Tqsm for the vedio bhaiya avi apke relative kise h..hope ki achi health hongi unki❤❤

dipalisharma

Bhaiya isme else wale me aise bhi likh sakte ha ki solve function call kia jo bhi output aaya uska XOR le lia 1 se apne aap flip ho jayga ❤❤

jeehub

Bhaiya i solved this question on my own but i used a diiferent function and created a string due to which there is some space complexity. But this approach didnt even touch my head

LittleLearnersStories-ly

Iterative Divide and Conquer Approach pe bhi video banado

tomiokascuteness

my approach :
class Solution {

private:
string mani(string t){
for(auto &c : t){
if(c == '0') c = '1';
else c = '0';
}
reverse(t.begin(), t.end());
return t;
}

string Solve(int n, vector<string>&dp){
if(n == 1) return "0";
if(dp[n] != "-1") return dp[n];
return dp[n] = Solve(n-1, dp) + "1" + mani(Solve(n-1, dp));
}

public:
char findKthBit(int n, int k) {
vector<string>dp(n+1, "-1");
string ans = Solve(n, dp);
return ans[k-1];
}
};

VanshGupta

Hi MIK, Can you please explain the fourth approach mentioned in the editorial, which is solving this using bit manipulation? I read it a few times and understood the solution but failed to understand its thought process. It would be a great help if you can make a video on that. Btw thanks for the great work.

rahilkhera

class Solution {
public:
char findKthBit(int n, int k) {
if (n == 1) { // Base case: the first string is "0"
return '0';
}

// Calculate the length of Sn
int length = (1 << n) - 1; // Length of Sn is 2^n - 1

int mid = length / 2 + 1; // Middle position

if (k == mid) {
return '1'; // The middle character is always '1'
}

if (k < mid) {
return findKthBit(n - 1, k); // Before the middle, it's just Sn-1
} else {
// After the middle, it's the inverted and reversed Sn-1
return findKthBit(n - 1, length - k + 1) == '0' ? '1' : '0';
}
}
};

varunaggarwal

Sir can you please upload today's lettcode contest solution 2, 3
I know you are busy but please try to upload because upsolving is much important and it is very needed to grow knowledge rapidly 🙏🙏

Abhi-znup

can u explain like when we do -1 ?
without observation,
meaning
like kth bit from start, would be same as length - (k-1)

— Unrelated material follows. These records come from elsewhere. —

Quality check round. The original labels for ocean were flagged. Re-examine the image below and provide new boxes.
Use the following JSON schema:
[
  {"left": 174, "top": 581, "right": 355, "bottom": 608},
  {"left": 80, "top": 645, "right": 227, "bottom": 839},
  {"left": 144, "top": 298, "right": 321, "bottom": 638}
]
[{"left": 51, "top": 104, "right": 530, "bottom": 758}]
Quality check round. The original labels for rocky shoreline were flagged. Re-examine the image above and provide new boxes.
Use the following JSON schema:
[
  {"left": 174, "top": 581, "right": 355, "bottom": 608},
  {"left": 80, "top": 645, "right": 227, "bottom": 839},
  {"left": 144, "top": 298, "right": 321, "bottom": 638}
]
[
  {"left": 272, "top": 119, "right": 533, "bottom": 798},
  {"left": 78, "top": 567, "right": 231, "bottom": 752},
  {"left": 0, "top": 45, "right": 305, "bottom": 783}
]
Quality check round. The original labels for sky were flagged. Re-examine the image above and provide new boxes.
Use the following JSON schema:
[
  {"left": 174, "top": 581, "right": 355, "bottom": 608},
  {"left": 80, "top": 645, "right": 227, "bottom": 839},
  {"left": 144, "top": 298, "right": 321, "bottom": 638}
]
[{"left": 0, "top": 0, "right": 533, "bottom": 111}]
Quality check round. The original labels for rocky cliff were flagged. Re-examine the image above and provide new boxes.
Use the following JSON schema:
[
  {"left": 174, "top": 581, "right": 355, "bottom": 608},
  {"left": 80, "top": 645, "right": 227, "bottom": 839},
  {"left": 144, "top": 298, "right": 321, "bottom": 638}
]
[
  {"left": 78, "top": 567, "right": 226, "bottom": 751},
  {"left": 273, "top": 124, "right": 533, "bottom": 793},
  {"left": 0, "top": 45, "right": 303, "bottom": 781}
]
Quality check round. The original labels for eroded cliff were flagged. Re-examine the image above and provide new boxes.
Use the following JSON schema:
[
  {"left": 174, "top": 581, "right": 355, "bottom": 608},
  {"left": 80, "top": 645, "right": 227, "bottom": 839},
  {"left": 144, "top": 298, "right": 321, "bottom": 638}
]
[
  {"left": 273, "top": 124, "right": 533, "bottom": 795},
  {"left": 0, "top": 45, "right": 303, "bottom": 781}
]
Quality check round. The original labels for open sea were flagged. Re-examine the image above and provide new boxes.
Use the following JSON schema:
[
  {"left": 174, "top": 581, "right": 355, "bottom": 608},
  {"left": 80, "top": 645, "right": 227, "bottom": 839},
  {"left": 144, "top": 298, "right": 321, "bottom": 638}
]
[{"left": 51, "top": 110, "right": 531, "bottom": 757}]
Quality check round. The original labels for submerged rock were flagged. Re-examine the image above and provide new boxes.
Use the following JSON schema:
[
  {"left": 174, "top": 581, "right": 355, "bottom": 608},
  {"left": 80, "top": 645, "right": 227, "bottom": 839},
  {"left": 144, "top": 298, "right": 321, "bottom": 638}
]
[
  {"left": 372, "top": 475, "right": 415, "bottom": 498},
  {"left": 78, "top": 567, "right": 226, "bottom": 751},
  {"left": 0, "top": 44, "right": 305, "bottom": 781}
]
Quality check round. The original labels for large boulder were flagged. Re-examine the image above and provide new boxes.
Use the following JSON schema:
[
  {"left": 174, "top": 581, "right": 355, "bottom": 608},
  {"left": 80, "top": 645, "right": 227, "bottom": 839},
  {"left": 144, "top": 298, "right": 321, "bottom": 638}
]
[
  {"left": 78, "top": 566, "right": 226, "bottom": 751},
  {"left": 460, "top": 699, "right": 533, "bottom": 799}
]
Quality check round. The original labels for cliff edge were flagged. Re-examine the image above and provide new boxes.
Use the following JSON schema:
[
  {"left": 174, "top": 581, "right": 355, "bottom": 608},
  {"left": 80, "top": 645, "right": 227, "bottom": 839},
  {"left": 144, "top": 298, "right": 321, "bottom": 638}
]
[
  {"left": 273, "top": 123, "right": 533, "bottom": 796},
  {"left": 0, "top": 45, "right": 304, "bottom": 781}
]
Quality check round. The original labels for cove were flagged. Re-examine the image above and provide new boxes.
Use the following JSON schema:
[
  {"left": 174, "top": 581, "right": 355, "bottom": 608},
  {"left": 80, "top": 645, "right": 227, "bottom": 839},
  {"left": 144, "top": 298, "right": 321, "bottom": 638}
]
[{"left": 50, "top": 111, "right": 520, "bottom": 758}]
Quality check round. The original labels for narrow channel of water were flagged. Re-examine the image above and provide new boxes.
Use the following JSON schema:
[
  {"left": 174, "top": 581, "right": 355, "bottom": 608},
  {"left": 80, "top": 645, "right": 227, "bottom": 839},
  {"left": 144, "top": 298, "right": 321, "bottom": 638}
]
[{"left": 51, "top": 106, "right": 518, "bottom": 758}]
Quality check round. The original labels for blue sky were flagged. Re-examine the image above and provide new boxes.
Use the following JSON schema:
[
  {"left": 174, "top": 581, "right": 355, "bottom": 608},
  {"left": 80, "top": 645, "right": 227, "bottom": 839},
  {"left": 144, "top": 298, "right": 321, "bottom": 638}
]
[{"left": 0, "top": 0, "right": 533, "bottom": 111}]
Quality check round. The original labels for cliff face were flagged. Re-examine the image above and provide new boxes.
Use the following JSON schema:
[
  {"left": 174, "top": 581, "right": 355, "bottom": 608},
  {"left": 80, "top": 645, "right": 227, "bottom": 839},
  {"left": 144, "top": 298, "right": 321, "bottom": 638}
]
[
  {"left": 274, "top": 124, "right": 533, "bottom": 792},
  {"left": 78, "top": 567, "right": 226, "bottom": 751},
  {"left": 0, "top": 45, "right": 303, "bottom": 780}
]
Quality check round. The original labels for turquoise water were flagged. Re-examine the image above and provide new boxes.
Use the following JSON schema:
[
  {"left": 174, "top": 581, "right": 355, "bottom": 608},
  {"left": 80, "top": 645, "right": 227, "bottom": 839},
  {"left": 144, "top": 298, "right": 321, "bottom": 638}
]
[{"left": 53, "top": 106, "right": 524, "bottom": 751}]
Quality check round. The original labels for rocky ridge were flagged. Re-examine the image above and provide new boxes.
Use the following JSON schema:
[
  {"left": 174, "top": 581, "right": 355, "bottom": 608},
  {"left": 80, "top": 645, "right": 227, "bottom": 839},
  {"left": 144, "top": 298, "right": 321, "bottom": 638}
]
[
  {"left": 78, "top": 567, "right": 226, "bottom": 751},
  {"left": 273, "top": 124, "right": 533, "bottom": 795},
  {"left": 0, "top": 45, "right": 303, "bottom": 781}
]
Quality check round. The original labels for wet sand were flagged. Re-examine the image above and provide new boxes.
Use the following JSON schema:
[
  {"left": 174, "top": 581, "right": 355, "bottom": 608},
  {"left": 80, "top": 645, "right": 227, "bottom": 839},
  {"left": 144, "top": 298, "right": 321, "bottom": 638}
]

I always get confused in this

aizadiqbal

Bhaiya, what are the chances of getting placed now (7th sem)? given that i come from a 3rd tier university?

ishaanshandilya

Bhiya mene to for loop se kr diye O(n) who accept ho gaya

SoumyaPaul-qp

My Brute force code also got ACCEPTED in this one:👇

char findKthBit(int n, int k) {

if(n==1) return '0';
string str="0";
n=n-1;
while(n--)
{
string temp=str;
reverse(temp.begin(), temp.end());

for(int i=0; i<temp.size(); i++)
{
if(temp[i]=='0')
{
temp[i]='1';
}
else temp[i]='0';
}

str= str+"1"+ temp;

}

return str[k-1];


}

jeehub

Sir aapka ye video dekha tha "Find the K-th Character in String Game II" and ye easily solve karliya. Thoda hint liya tha but hogaya khud se.
Thank you so much for improving me

gui-codes